Pif revient avec "Pif le Mag" et… trois gadgets écolos

Pif Hebdo.jpgLe 1er numéro du nouveau magazine Pif, "durable et connecté", sort mercredi 16 décembre, sous licence avec "L'Humanité". Vendu 5,90 euros, il sera trimestriel. C'est le pari d'une renaissance pour un titre dont les récentes résurrections ont échoué.

Le célèbre chien humaniste revient avant Noël et le magazine s'annonce déjà collector. Mercredi sortira le 1er numéro du nouveau Pif le Mag.

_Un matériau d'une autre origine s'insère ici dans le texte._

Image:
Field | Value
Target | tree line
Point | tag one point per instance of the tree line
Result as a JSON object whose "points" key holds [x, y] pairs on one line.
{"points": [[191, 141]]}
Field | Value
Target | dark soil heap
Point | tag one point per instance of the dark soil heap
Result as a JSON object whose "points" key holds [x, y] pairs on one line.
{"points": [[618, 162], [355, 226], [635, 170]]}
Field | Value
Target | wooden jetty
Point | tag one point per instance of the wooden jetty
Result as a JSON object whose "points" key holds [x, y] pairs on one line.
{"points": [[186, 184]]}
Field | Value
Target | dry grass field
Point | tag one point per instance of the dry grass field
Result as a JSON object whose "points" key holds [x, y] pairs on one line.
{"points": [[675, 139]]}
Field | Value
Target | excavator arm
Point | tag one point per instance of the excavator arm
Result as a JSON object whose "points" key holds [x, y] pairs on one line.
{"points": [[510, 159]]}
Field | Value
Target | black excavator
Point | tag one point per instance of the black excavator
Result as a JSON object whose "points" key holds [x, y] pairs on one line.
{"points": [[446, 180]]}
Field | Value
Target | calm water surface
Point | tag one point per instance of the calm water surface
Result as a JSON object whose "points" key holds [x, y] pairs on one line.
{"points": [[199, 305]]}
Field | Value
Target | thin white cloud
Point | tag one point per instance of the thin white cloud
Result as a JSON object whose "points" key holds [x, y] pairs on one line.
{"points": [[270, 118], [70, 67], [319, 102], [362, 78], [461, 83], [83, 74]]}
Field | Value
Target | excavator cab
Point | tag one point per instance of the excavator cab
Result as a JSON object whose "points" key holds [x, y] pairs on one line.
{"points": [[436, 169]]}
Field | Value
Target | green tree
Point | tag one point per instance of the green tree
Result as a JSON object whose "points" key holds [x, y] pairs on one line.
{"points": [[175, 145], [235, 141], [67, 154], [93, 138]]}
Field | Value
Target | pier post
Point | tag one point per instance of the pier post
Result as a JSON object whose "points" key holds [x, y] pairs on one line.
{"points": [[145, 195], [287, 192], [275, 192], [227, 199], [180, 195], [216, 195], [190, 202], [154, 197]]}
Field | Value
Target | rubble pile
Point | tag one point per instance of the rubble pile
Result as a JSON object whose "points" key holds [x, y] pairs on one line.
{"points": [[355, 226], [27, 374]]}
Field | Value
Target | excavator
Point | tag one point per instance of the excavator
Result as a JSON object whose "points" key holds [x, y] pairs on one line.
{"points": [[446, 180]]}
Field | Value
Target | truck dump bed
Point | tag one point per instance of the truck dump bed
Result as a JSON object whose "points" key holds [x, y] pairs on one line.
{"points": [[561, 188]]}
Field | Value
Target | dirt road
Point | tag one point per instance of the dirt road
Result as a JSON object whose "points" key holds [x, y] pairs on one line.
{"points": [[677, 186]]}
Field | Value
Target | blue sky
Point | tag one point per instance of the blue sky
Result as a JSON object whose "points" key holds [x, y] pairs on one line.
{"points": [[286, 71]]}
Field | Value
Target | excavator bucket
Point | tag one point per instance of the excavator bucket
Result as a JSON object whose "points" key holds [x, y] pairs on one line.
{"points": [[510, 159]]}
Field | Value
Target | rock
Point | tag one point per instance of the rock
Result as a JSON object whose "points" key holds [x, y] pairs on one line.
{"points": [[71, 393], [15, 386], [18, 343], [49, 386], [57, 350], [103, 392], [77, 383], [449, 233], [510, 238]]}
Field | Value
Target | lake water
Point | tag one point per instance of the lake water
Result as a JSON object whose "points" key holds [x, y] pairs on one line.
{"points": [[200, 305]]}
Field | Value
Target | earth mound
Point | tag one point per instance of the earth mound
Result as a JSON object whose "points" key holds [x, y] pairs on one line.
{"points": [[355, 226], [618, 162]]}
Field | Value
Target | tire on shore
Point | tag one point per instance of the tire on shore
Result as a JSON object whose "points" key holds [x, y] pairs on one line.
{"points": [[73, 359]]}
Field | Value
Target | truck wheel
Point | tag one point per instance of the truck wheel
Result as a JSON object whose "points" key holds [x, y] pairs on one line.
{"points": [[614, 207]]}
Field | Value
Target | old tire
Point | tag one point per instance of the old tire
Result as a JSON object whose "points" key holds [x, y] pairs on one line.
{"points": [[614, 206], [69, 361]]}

Il sera trimestriel (avec, en plus, un numéro annuel spécial BD et jeux) et se veut "durable et connecté". Vendu 5,90 euros et comptant 84 pages (plus 4 détachables pour le jeu de l'oie), il sera imprimé à 120.000 exemplaires et veut toucher les... "super-jeunes de 6 à 120 ans". Au sommaire : des BD inédites dont les aventures de PifPifou, Placid et Muzo ou encore Concombre masqué, Hercul'otté... Mais aussi six planches de Rahan inédites depuis 1979. Un nouveau personnage apparaîtra, Pifi, fils de Pif ; et Hercule sera évidemment de la partie. Parmi les autres contenus de ce premier numéro : un reportage sur Tara Océan, le bateau qui sauve la planète, des activités, des jeux, des gags et des interviews.

Première personnalité interrogée : Nikos Aliagas. L'animateur de TF1, parrain de ce retour, lance une opération avec le Secours populaire dans le premier numéro : offrir un jouet à ceux qui n'en ont pas. Il y raconte aussi son enfance ainsi que The Voice et The Voice Kids. "Vive Pif", a-t-il tweeté ce samedi soir. "C'est un retour à l'enfance, une madeleine de Proust", indique Nikos dans une vidéo promotionnelle. Il se souvient que sa maman lui promettait "un Pif à la fin de la semaine" s'il était "un bon élève".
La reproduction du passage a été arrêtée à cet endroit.